Review of Sonya Menges' Art Gallery

Review of Sonya Menges’ Art Gallery

Sonya Menges’ recent work is up for viewing at the Hill House, which has graciously turned itself into a gallery to host her show.  You’ve probably heard Sonya’s name floating around church recently, with a display at St. Gabriel’s for Good Friday and Easter and the Hill House show.  A lot of Sonya’s work is there, with some of the pieces from her Lenten reflections series on display as well as other creations from the past few years.  The material ranges from reflections on holy days to tree houses and waterfalls.  One piece might be an installation, another a mixed media assemblage, yet another a charcoal drawing, and another a more traditional paint-and-canvas work.  It’s a show that incorporates weight and whimsy, solemnity and maybe just a little silliness.

So yes.  It can be a lot to take in.

In reality there are at least three shows on display there, by my count.  There are a number of tree limbs and twigs assembled in the recesses of Hill House, with small platforms serving as imaginary tree forts.  Tiny pieces of fabric crafted into flags and sewn together in a string connect the forts from room to room.  Her reflections on Lent are also presented, arranged quite thoughtfully throughout Hill House, layering your physical progression through the series with the artistic and spiritual progression suggested by the sequence of images.  And then there are pieces that represent some of Sonya’s consistent work with family memories, particularly memories associated with visits to Niagara falls.

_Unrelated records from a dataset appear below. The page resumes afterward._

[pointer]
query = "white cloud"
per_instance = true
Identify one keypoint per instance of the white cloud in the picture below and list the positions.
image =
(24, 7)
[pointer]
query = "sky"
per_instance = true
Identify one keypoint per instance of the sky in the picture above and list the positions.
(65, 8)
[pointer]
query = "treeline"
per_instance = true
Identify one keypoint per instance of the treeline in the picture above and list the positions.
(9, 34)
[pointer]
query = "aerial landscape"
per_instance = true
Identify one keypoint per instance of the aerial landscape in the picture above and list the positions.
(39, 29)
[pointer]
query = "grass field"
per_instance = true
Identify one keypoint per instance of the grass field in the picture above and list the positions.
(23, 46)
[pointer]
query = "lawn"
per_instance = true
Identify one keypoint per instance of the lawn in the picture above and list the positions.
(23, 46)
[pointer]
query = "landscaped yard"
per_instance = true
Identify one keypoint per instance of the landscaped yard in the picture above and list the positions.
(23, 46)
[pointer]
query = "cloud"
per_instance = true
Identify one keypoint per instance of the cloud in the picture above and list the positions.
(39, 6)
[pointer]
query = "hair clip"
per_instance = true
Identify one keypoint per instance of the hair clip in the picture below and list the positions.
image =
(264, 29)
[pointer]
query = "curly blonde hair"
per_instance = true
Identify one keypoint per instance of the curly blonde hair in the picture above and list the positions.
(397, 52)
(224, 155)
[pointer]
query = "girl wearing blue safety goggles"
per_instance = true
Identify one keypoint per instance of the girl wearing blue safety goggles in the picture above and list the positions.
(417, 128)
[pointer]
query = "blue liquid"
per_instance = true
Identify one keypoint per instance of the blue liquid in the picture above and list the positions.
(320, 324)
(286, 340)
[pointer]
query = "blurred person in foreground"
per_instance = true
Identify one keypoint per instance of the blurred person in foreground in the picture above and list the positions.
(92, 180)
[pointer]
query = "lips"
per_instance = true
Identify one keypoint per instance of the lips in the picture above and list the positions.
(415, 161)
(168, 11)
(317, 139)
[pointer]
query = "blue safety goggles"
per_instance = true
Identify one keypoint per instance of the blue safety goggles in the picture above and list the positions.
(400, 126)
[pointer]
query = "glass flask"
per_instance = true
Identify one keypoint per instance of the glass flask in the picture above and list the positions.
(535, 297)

I’m a little apprehensive to say more than that about the show in its various forms.  One of the difficulties about reading art-writing is that the writing can rely on jargon or that the writing becomes more about art-writing than about art.

The real point here is that I think you should make plans to visit Hill House soon and see Sonya’s work.

The breadth of her work means that however interested in art you might be, there’s something there for you to appreciate and admire.  One thought I had as I left the show was “Wow, Sonya can really draw a tree.”  There’s a technical mastery in her work that’s on display, but in a subtle way.  As you study her work, the technique is there without the self-aggrandizement and self-suggestion of a virtuoso.  If abstract work is up your alley, Sonya’s tree house installations and her reflections on Lent will capture your attention.  Some pieces are suggestive of stained glass windows or gothic architecture, while others works don’t immediately suggest a connection with such obvious religious styles or structures.

Go check it out.  Go enjoy it.  And enjoy it your way.